Harriette Sophia Biddulph, botanical collector and grazier, was born at Durham in the Hunter district of New South Wales. She was the eldest daughter of Theophilus Foot, grazier and graduate of Trinity College, Dublin, and his wife, Ellen, nee Nesbitt, both Irish-born. After completing her education at a Church of England school in Sydney, Harriette trekked north from the Hunter in 1862 when the Foot family set out with their stock for new pastures in Central Queensland. The family took up Moravia Downs in the Springsure district, where in 1865 Harriette married Walter John Biddulph, from another of the district's pioneer pastoralist families.
Harriette and Walter Biddulph spent their early married life at Boxvale station on the Dawson River and Windah in the Rockhampton district, which Walter managed. At this time, most of their nine children were born, seven of whom survived infancy. In 1878 the Biddulphs moved west to their own property, Mount Playfair, east of Tambo. It was during their 27 years at Mount Playfair that Harriette earnt her reputation as a plant collector, gathering many of her specimens in the nearby Carnarvon Range. From 1890 she sent these to the Government Botanist of Victoria, Ferdinand Mueller, who named the plants, Hemigenia biddulphiana and Astrotriche biddulphiana, for her. The frequency of her despatches, which continued until Mueller's death in 1896, is shown by her note of 1891 accompanying a specimen of Leptospermum lamellatum: 'I don't know if I have sent you this shrub before; 'tis a good sized shrub white flower...' Mueller, in turn, acknowledged her 'generous support' of his researches in an autographed copy of his book, Select Extra-tropical Plants (etc.) of 1888, and made her gifts of garden seeds, as he did for other collectors.

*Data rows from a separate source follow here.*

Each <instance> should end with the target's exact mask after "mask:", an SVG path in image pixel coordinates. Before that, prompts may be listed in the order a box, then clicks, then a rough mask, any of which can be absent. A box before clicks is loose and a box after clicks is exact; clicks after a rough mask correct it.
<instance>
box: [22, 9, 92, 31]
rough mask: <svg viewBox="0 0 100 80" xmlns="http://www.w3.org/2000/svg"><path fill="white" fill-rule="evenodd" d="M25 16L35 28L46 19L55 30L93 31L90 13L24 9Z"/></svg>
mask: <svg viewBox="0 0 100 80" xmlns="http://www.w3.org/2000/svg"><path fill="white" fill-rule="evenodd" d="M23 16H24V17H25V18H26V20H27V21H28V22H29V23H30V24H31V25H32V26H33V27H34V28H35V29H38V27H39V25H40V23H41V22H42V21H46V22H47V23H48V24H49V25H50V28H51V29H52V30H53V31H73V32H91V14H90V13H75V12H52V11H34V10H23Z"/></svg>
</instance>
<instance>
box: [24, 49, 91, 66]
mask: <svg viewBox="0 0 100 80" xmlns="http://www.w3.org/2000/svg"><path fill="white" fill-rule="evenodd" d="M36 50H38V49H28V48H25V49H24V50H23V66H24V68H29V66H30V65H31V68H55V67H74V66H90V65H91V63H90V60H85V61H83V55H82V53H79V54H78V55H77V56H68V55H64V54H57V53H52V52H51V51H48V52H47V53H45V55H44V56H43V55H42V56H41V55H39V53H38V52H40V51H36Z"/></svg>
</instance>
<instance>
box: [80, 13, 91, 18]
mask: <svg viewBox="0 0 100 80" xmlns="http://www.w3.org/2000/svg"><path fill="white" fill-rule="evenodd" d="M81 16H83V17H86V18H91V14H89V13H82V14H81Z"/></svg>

In 1903 Harriette and Walter Biddulph moved to Birtley station, west of Springsure, where Harriette tended a large vegetable garden. She remained at Birtley following Walter's death in 1905 and the station was then managed on her behalf by her son, Francis (later Sir Francis after succeeding to the baronetcy of Biddulph). A cultured woman of proud and upright bearing, 'Old Lady Biddulph' remained active until her death at Birtley on 8 September 1940, just. weeks before her 101st birthday. Her interest in plants was maintained by Muriel Margaret Biddulph, wife of a grandson, who from 1956 to 1966 sent many more specimens from Mount Playfair to the Queensland Herbarium.